Some speakers at this conference--the first annual Organic Athlete Conference--did a good job of backing up their information with research data. Others provided more of a personal, anecdotal story of their experiences. One of the most interesting topics was that of diet and recovery. Fast, complete recovery from hard training sessions is key if an athlete is to stay healthy and make progress. Athletes are now taught to consume specific types of nutrients during the "optimal window of recovery" with lasts anywhere from 45 to 90 minutes or so after a training bout.
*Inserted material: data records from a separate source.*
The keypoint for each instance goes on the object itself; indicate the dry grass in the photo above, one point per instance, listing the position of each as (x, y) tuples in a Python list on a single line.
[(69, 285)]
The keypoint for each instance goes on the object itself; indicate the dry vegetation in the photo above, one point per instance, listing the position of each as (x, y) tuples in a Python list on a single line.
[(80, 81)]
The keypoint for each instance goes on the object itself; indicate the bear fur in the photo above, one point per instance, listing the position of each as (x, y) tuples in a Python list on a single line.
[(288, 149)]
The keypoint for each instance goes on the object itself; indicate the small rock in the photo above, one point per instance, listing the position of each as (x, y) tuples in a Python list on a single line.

Overtraining, a failure to recover properly, is the enemy of the elite athlete.

There are more special "recovery" dietary products on the market than you can shake a stick at now. I am guilty of using and promoting the use of such specially-formulated products. I am beginning to reconsider some of my personal opinions on this subject.
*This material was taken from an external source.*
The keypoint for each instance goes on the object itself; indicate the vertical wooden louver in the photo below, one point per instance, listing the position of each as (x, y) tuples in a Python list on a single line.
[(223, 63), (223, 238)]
One of my goals over the next few months is to explore anecdotal and research evidence regarding vegan and more whole food approaches to recovery in the competitive endurance and strength athlete. My guess is that I will find some surprising evidence that current "science" and cutting-edge technology doesn't hold a candle to nature's bountiful offerings.

Saturday, August 20, 2005


I'm still recovering from the five-day loss of power at home. You would think we had a hurricane.

I've been wanted to say this for years: I am not a personal trainer. Please do not refer to me as such. I hold no "personal trainer" credentials. I don't count reps or hand people dumbbells. I am a physical therapist, licensed in Missouri and Illinois. I hold an undergraduate degree from the University of Chicago and graduate degrees from the University of Illinois at Chicago and Washington University. I've acquired the NSCA CSCS (certified strength and conditioning specialist) credential and the USA Weightlifting Club Coach certification, but those are nothing compared to the time and effort spent to get my degrees and licenses. I can rehab your newly-scoped knee and then teach you how to squat properly or do a power jerk.
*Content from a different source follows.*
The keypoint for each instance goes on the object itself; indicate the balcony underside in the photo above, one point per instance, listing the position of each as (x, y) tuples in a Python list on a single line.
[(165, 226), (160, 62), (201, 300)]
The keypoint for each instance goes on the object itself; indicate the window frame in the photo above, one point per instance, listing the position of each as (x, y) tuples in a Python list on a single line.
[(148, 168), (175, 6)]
Now, I have many friends who are personal trainers. Some are very good at what they do and know their scope of practice. The public should realize that most personal trainers have no formal training. Anyone with a CPR certification and a credit card can pass a very easy multiple choice test and get a "personal trainer" certification. There are some organizations that are better than others; but the bottom line is that these organizations (some for-profit and others not-for-profit) are out to make money. Once these organizations certify someone, they have no jurisdiction over or responsibility for them. If the personal trainer injures a client, there is no one with any power to keep that person from providing services as a personal trainer. I, on the other hand, am regulated by the states of Missouri and Illinois and can lose my license if I act in a negligent or unethical manner.

It is my opinion that many people hire a personal trainer without really knowing that individual's qualifications. They simply hire that person because of their physical appearance or their personality. If you are basically healthy and want someone to help you develop an exercise routine, make sure you take the time to find out about his or her qualifications. If you have an injury, find a good physical therapist, not a personal trainer. Get someone who will educate you and help you become independent. Get someone who understands how the human body moves.

Appropriately dosed and applied exercise makes one better and healthier. Inappropriately dosed and applied exercise ultimately causes injury. It ain't rocket science, but it is an art and a skill. Don't let the buffed biceps and silicone implants blind you.

Friday, August 12, 2005

Free weights are my (and your) friend!

Finally testing the blog waters. I think this is going to be fun.

Does anyone know why people are so intimidated by free weights? Or why most of the people in this country think they are exercising by sitting down on some contraption and doing non-functional, single-joint movements?

Now if more people could get in this position, we'd have less back and knee pain. Really.